The Limits Of Orientalism written by Rahul Sapra and has been published by University of Delaware this book supported file pdf, txt, epub, kindle and other format this book has been release on 2011-03-14 with Literary Criticism categories.


The Limits of Orientalism: Seventeenth-Century Representations of India challenges recent postcolonial readings of European, and particularly English, representations of India in the seventeenth century. The book critiques Edward Said's discourse of 'Orientalism' by destabilizing the notion of a homogeneous 'West': the English interest was commercial, unlike the colonially and religiously motivated Portuguese, and therefore instead of representing Mughals as barbaric 'others,' the English travelers drew parallels between the Mughals and themselves in their writings, associating with them as partners in trade and potential allies in war.

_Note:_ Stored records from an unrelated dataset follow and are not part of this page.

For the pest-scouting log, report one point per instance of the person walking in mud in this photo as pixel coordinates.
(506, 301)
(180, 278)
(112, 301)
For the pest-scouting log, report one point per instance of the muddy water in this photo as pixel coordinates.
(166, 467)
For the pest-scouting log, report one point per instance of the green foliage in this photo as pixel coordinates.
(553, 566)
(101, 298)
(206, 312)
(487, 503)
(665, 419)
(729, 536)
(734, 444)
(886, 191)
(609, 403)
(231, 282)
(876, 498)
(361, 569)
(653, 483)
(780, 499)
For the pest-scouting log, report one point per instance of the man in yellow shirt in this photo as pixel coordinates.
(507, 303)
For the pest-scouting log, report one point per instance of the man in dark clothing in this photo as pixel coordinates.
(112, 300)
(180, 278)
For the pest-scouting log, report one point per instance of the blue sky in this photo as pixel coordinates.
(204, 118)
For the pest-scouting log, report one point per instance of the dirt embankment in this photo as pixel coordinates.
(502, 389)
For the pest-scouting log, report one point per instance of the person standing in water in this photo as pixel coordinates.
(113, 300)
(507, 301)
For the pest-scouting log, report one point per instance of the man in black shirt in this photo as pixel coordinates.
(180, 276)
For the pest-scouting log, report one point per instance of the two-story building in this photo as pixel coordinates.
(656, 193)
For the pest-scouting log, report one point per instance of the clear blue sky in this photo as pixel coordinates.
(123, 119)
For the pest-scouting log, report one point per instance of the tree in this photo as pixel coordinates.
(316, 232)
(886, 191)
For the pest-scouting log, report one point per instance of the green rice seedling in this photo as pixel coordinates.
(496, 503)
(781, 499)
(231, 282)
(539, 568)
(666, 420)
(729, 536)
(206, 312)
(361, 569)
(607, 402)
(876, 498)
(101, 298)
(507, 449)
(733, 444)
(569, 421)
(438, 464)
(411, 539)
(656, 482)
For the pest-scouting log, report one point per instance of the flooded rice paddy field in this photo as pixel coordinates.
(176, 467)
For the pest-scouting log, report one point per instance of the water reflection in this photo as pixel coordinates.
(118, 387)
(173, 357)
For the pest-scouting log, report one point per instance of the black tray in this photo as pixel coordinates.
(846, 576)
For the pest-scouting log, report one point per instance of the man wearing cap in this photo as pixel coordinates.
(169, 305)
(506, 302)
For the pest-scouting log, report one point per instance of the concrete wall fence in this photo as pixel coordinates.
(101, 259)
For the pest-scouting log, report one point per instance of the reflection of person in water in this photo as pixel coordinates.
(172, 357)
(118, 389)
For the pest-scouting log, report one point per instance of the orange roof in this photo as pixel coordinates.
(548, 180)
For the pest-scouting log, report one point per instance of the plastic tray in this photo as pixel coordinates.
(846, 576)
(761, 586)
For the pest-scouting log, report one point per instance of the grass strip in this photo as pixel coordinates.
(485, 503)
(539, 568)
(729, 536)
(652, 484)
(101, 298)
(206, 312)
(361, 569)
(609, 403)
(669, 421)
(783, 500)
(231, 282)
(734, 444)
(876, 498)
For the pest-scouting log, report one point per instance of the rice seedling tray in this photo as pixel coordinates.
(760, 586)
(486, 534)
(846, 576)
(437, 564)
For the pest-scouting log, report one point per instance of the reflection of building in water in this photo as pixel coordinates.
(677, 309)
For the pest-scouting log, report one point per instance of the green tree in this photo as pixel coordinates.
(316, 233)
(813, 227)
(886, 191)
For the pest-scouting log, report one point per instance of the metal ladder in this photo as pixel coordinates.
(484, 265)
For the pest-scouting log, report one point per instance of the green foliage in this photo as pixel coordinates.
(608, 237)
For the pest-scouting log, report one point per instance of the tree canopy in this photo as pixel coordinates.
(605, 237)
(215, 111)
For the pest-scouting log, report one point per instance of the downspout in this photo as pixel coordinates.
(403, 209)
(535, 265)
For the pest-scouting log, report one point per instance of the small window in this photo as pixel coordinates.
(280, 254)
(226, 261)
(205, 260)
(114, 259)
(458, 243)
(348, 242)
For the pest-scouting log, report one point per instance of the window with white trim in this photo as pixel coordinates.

The Europeans praised Muslims' civility and religious tolerance, yet tended to be more conflicted with the Hindus, but eventually their negative views underwent a transformation, questioning the Orientalist notion of the homogeneous 'Indian.' By historicizing the European representations of India, the book undercuts postcolonial analyses by critics such as Kate Teltscher, Jyotsna Singh, Nandini Bhattacharya, Balachandra Rajan, Gayatri Chakravorty Spivak, Shankar Raman and others.